Immediately following the birth
  • Exhaustion - Having a baby is hard work people.
  • Bleeding - I was totally unprepared for how much of this there would be. I knew there would be a lot, but it still took my by surprise. We're talking six weeks here people.
  • Swelling - I had severe swelling in my ankles and feet the last few weeks of my pregnancy and I expected it to go down once I had Sarah. Wrong it stayed around for about a week. 
  • Linea Nigra - That attractive brown line did not disappear with Sarah's birth
  • Stitches - Oh the wonderful peri bottle. That's all I have to say there.
  • Soreness - A general body ache along with discomfort from the birth. Pushing makes your entire body sore because you use so many muscles in your body and you are so tense. 
  • Engorgement - Not fun and it can make breastfeeding difficult
  • Weight Loss - I left the hospital 30 lbs lighter than when I went in. (I gained 49 lbs while pregnant)
  • Emotions- All over the place! I was elated, sad, happy, confused, overwhelmed, content and  calm all at the same time. Or one right after the other. It was a crazy ride those first few weeks.

A Month After Birth
  • Exhaustion - This time from the crazy sleep schedule of a newborn
  • Bleeding - Still present but much lighter.
  • Swelling - Gone my feet were back to normal. 
  • Linea Nigra - Lighter but still there
  • Stitches - Dissolved at this point and thank goodness. I did not like having to have that peri bottle with me at all times.
  • Engorgement - Not an issue since we had a regular pumping schedule at this point.
  • Weight Loss - I was dropping weight quickly because I was nursing. It really is the best weight less mechanism out there!
  • Body Image - Not good. Stretch marks were still an angry purple, my hips were (and are) wider than before baby, and a flabby tummy. But doing my hair and getting out of pj's helps the self esteem.
  • Emotions - I still struggled with some baby blues and loneliness. It was hard adjusting to being a stay at home mom and having very little adult interaction.
Almost Five Months Postpartum
  • Exhaustion- I have learned to deal with just a few hours of sleep. And yes I still nap while Sarah naps most days. I'm a stay at home mom with one baby so I still have the luxury of sleeping when the baby sleeps.
  • Hair Loss - This is something I had not heard of. Starting at about 4 months postpartum I began losing handfuls of hair. It's most noticeable in the shower while shampooing. Running your hands through your hair and having them come back in loose strands is not pleasant. Luckily it seems to be tapering off but for a while I was convinced I would be bald! It has something to do with hormone depletion or something like that. 

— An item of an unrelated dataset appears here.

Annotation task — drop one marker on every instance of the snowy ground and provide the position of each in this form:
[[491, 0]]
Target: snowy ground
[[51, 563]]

  • Linea Nigra - It's still here but barely. I hardly notice it now. I'll let you know when it's gone.
  • Weight Loss - I have between 5 and 8 lbs left to lose depending on the day. I am not big on exercise although with a baby I can get busy enough to forget to eat sometimes. I think I have done fairly well with losing the weight so far, but that may be my genetics and metabolism that I have to thank. I should start jogging or working out soon though.
  • Body Image - I have good days and bad. The stretch marks are now pink, my hips are still wider, and my tummy is still slightly flabby. I have come to terms with the fact that I will most likely never have my pre-baby body back, but sometimes I wish I could. It's been a struggle to find pants and even bras. And when nothing in your closet fits it can make you feel frumpy and blah. But luckily I seem to be feeling better about myself lately.
  • Emotions- No baby blues for me anymore. I am feeling much more comfortable in my role as mommy. Taking care of Sarah is much more natural to me and I only have occasional bouts of feeling overwhelmed. It usually happens when Sarah has had a very fussy day or not napped well. 
That's a crazy list of stuff and I am sure I am forgetting some things but it's the gist of it. Recovery can take a long time and there are lots of different stages. Everyone has their own pace.

In other news, MOPS kick - off night is tonight! I am so excited to meet some new mamas! This is an answer to prayers. I will definitely be posting about that when it's over!